The SNL Example: A Norwegian Foretaste of What's to Come
Store Norske Leksikon (SNL) is one of the most widely used encyclopedias in Norwegian and has long been a preferred click destination when Norwegians search for facts. However, according to Digi.no, SNL lost a full 25 percent of its traffic overnight after a previous Google update. The story clearly illustrates what could now affect many more players in the wake of the company's latest and far more extensive AI initiative.
Google has not specifically communicated about Norwegian market effects, and SNL has not officially confirmed the figures to 24AI. The source is Digi.no's coverage of the matter.
Zero-Click Searches Dominate
An analysis from SparkToro shows that more than 58 percent of all Google searches today conclude on the results page itself – without the user visiting any external website. Data from Similarweb suggests that the proportion could be even higher, up to 69 percent. For news searches specifically, the share of zero-click searches rose to 69 percent in the year after AI Overviews were rolled out.

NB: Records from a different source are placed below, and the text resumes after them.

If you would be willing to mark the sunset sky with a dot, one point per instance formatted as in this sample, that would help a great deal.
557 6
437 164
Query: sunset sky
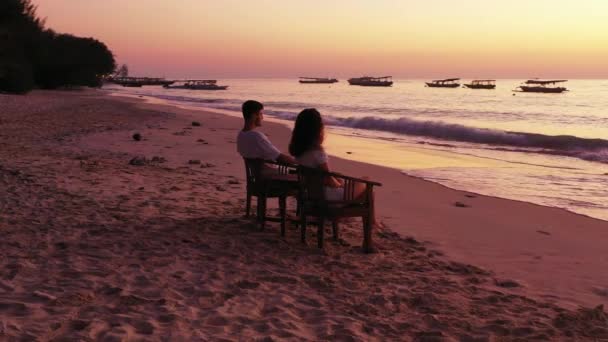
287 38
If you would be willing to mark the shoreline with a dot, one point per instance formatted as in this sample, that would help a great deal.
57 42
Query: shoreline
97 248
485 174
521 246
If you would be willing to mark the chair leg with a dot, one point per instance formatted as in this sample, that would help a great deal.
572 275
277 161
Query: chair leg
262 204
367 235
283 213
248 205
302 227
335 230
320 232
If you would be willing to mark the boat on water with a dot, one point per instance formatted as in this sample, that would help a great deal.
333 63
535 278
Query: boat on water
367 81
446 83
542 86
481 84
197 85
140 81
317 80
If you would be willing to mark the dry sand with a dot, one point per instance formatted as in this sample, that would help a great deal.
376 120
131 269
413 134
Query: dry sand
93 248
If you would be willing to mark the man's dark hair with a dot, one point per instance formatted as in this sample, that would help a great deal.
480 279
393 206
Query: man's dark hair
251 107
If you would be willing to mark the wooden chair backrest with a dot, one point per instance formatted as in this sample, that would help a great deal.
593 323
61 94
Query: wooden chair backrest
253 172
312 184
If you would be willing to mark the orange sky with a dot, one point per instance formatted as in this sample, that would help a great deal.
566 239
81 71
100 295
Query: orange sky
287 38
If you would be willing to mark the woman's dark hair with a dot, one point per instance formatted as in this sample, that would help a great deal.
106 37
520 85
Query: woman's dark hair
307 132
251 107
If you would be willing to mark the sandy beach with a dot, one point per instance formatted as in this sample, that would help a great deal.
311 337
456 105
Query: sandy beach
95 248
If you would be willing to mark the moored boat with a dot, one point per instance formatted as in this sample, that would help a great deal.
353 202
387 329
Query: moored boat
140 81
542 86
446 83
197 85
317 80
367 81
481 84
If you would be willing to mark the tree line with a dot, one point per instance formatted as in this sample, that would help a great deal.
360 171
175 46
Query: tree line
34 56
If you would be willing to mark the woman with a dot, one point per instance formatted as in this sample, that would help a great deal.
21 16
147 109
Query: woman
306 147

In practice, this means that Google is increasingly functioning as an endpoint destination rather than a referral service – a fundamental break with the business model thousands of media outlets and websites are built upon.
Industry Players in Freefall
The individual losses are significant. According to research data reviewed by 24AI, HubSpot has estimated a loss of 70–80 percent of organic traffic. The education platform Chegg reported a 49 percent decline, while British DMG Media has documented drops of up to 89 percent for specific search phrases. Globally, Google traffic to publishers fell by 33 percent over one year up to November 2025, according to available industry data.
Lily Ray, VP of SEO strategy at the analytics agency Amsive, warns that the changes will have a 'devastating effect on the internet.' She particularly points to what she describes as a fundamental imbalance: Google derives revenue from ads surrounding the AI-generated answers, while the content providers who produced the information receive neither traffic nor revenue, according to Digi.no's source.
Legal and Ethical Minefield
The News Media Alliance, representing over 2,000 news companies, has long accused Google of using copyrighted material without adequate compensation. Now, the debate is intensifying as AI summaries become increasingly prominent.
Cyber law expert Pavan Duggal believes this could potentially become one of the biggest legal and business battlegrounds in the AI era, particularly concerning the question of whether publisher content is used to train AI models without consent.
An additional problem highlighted by industry observers is that AI-generated summaries draw information from multiple sources simultaneously, which can remove important context and, in the worst case, misrepresent facts. According to the research material reviewed by 24AI, an 'overwhelming number of accuracy issues' have been reported in connection with such summaries.
What Happens Next?
For Norwegian and international publishers, the question is no longer whether Google AI will affect them, but to what extent. The SNL example shows that no one is immune – not even serious, editorially driven knowledge sources with high authority.
The industry is now undergoing a forced strategic realignment: towards more niche content, premium services, and direct subscriber relationships that are not dependent on traffic from Google. However, for players already operating on marginal budgets, the transition period may prove to be shorter than what is realistically achievable.